Good point...I think it's been easily five or more years since I've actually tuned into terrestrial radio except NPR.

----------


## okc_bel_air

Found this a couple years ago.  Looks like he still has a house in Edmond.

Leonard Sullivan Oklahoma County Assessor Real Property Detail Sheet

----------


## Jimmy's Big Toe

This is a wee bit off topic... but since you all managed to solve this missing persons case...what happend to Ron Benton on BOB FM? I have not heard him on the morning show at all..

----------


## drum4no1

> Found this a couple years ago.  Looks like he still has a house in Edmond.
> 
> Leonard Sullivan Oklahoma County Assessor Real Property Detail Sheet


well it seems the third rate morning show business pays well..

----------


## oneforone

> This is a wee bit off topic... but since you all managed to solve this missing persons case...what happend to Ron Benton on BOB FM? I have not heard him on the morning show at all..
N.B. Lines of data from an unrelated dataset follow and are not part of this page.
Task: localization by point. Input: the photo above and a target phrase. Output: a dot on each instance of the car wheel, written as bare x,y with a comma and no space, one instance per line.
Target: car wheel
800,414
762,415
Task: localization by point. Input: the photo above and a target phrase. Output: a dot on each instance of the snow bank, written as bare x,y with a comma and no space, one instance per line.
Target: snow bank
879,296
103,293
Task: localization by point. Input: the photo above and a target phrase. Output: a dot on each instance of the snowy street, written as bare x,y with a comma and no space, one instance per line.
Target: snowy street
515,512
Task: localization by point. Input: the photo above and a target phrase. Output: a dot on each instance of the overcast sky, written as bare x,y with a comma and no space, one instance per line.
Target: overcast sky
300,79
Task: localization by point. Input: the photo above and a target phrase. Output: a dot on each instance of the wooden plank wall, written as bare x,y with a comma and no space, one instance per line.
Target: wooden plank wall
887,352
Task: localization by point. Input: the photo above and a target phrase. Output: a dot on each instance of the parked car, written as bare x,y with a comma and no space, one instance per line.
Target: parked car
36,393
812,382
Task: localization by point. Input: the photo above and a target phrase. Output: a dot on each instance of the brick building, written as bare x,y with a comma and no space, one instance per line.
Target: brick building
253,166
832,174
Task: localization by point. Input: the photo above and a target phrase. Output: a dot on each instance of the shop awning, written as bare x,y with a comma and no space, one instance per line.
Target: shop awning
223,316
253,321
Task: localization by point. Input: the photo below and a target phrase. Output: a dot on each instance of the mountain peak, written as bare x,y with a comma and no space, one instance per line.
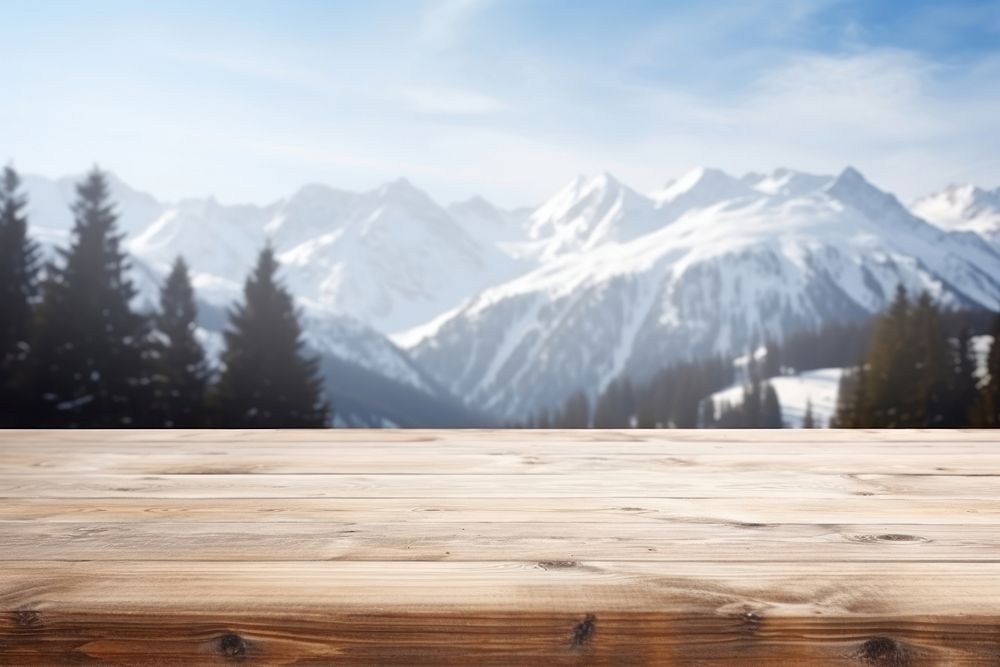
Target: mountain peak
700,187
He is on in the afternoons annoying the living hell out of listners everywhere with his sophmore humor.

----------


## Jimmy's Big Toe

> He is on in the afternoons annoying the living hell out of listners everywhere with his sophmore humor.


I wonder if he left mornings willingly or if they "booted" him

----------


## CarlTheTruthSlapHappy

*I have been wondering the same thing as the first poster of this thread. Out of two pages, ONE PERSON was nice enough to tell the story and anwser the question...If it's true or not, I don't know but it sounded genuine. Anyway, other than that, the only other info I was able to find was every possible answer to a question that nobody asked. I must be getting old (42). 
Oh, and by the way, what ever happened to Rick Walker anyway??*

----------